I have seen Macbeth numerous times and there has to be a pretty good reason to drag me out to see another version, and this production did that. Clearly Ralph Fiennes is a big attraction and I was also very tempted by the prospect of a staging in a performance space rather than a traditional theatre.
This was Julia's birthday treat so we pushed the boat out, quite a long way, and paid £85 each for our seats.
Dock X is in Canada Water which was convenient enough to get to (via dinner at Culture Grub by Waterloo) and a little difficult to find, we had to ask.
The venue was basic with bare concrete floors and simple seating in the auditorium. The stage was simple and raised and I had an excellent view of the whole stage ftom a corner position. I may have read my own biases into this but it looked more like an event audience than a theatre audience to me, e.g. it was much younger than I am used to for Shakespeare.
I was expecting the staging to do more than it did as the uniqueness of the production was billed as a key feature whereas I found it all very obvious.

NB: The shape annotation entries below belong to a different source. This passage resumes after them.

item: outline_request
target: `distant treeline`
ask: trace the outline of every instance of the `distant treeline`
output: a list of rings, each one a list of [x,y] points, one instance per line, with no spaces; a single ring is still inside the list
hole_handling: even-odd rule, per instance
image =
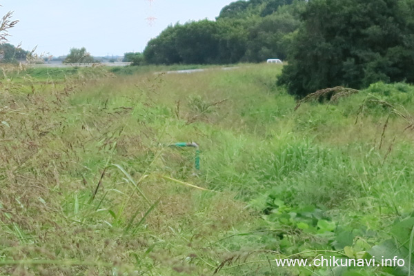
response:
[[[14,63],[26,60],[28,51],[24,50],[12,44],[0,44],[0,63]]]
[[[305,0],[238,1],[216,21],[170,26],[150,40],[141,62],[152,64],[232,63],[285,59]],[[139,63],[137,62],[135,63]]]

Indeed, productions like the one at National Theatre with Rory Kinnear in 2018 were much more experimental.
Essentially this was a standard production of Macbeth disguised as something more interesting.
Enough with the bad news, the production was probably the best Macbeth I have ever seen thanks to the production letting the words of Shakespeare do all the heavy lifting and to stellar performances by the two leads who gave those words the time and the space to flourish.